Он приехал в тот же вечер в сопровождении трех совершенно пьяных девиц легкого поведения, которые начали раздевать его, даже не дождавшись моего ухода. Увидев, как я заторопился к двери, он дружески махнул мне волосатой рукой и великодушно пригласил: «Вали к нам до кучи!» Но я, забормотав что-то про внезапно заболевшую бабушку, отклонил приглашение, ибо барахтаться голышом в куче мале с незнакомыми девицами и пузатым полузнакомым дядей – это никакой не групповой секс, а самый настоящий разврат!
С появившейся перспективой издания книги график посещения моей несчастной квартиры стал настолько жестким, что мне иной раз приходилось снимать койку у старушки в доме напротив, потому что спать на вокзальных лавках жестко, и к тому же я стал простужаться от сквозняков. Кроме этого, вышло какое-то постановление о борьбе с бомжами и прогульщиками. И в результате меня однажды забрали в милицию, но отпустили после того, как я объяснил начальнику отделения, что являюсь поэтом, а в доказательство спел песню на стихи Есенина. Я даже не мог пригласить к себе домой Анку, и чтобы совпасть в желаниях, приходилось тащиться к ней на дачу в Перепискино.
Но вот вышла моя книжка. Я вдохнул свежий запах типографской краски. Прочитал ее от начала до конца сперва очень быстро, а потом еще раз, очень медленно, и понял, что стихи мои не то чтобы плохи, нет, они даже по-своему хороши, однако устраивать из квартиры общегородской бордель, снимать койку у старушки только ради того, чтобы увидеть их набранными и сброшюрованными в тонкую книжицу, не стоит. Конечно, искусство всегда требует жертв, но только гении и кретины приносят ему человеческие жертвы. (Непременно запомнить!) Не будучи первым и не желая стать вторым, я объявил всем посетителям, что лавочка закрывается, и перевез пожитки от старушки назад в свою квартиру, которая за два года настолько пропахла потом сладострастия и прочими сопутствующими ароматами, что срочно пришлось делать ремонт. На это ушел почти весь гонорар за книжку.
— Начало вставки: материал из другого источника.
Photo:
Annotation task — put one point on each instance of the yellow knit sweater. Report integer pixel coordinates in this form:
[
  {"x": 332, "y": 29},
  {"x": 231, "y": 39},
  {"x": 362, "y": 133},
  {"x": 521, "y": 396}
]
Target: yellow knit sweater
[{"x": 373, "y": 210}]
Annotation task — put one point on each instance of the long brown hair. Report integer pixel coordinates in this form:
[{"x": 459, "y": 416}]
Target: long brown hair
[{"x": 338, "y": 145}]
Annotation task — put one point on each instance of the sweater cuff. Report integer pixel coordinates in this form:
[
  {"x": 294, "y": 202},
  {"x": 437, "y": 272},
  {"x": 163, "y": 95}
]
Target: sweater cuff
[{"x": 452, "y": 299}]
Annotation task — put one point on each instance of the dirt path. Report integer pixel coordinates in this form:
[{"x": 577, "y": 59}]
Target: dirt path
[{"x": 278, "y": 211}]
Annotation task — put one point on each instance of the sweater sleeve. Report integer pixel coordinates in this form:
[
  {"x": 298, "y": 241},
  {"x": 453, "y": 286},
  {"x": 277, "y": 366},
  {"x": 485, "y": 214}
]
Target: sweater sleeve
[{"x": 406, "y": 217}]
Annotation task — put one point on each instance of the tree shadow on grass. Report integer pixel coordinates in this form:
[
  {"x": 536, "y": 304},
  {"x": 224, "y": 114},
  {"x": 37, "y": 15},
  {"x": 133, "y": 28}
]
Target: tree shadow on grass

Кстати, мне всегда казалось, что если у меня выйдет книжка, моя жизнь совершенно изменится – я даже по улицам начну ходить по-другому, а прохожие станут смотреть на меня совсем иначе… Ничего подобного. Никто даже не заметил. И только критик Закусонский, встретив меня в ЦДЛ и радостно боднув головой в плечо, поздравил с выходом сборника, но заломил за рецензию такую несусветную цену, что я, потратившись перед этим на ремонт, вынужден был отказаться.
Еще вдруг позвонил Костожогов. Я как раз лежал под одеялом и с нетерпением ждал, когда Анка выйдет из ванной.
– Поздравляю! – сказал Костожогов.
– Вам понравилось? – встрепенулся я.
– Вы – человек способный. Я вам уже это говорил. Но ведь первая книга
– это всего лишь повод подумать, стоит ли писать дальше.
– Спасибо, я подумаю…
В это время из ванной вышла Анка. Она всегда превращала свой выход в маленькое эротическое представление, а в тот день изображала как будто бы японку и, плотно обернувшись большим полотенцем, шла ко мне, по-восточному семеня ножками. На середине комнаты тяжелое махровое «кимоно» вдруг распалось и обрушилось на пол…
– Нет, в самом деле, в книге есть несколько вполне профессиональных стихотворений, – продолжал Костожогов, – но профессионализм в литературе
– то же самое, что хорошее пищеварение. Весь вопрос – для чего! Помните, я говорил вам о трех путях? Похоже, вы об ном даже не думали. О выборе вы еще и не размышляли…
– Простите, что вы сказали? – переспросил я. Анка уже забралась под одеяло и отвлекала меня от разговора самым изощренным образом.
– Вы заняты? – смутился Костожогов.
– Чуть-чуть, – ответил я, изнывая. – Я вам перезвоню…
– Мне некуда перезванивать. Лучше приезжайте ко мне как-нибудь в Цаплино. Поговорим. Почитаете стихи моим ученикам. Дети – замечательные критики! Адрес вы мой не потеряли?
– Нет, – соврал я.
– Приезжайте! Буду ждать.
И Костожогов повесил трубку. А Анка вдруг выбралась из-под одеяла и стала молча одеваться.
– Ты куда?
– Надоело, – ответила она.
Но я ее умолил – и Анка осталась. Окончательно мы поссорились месяца через два.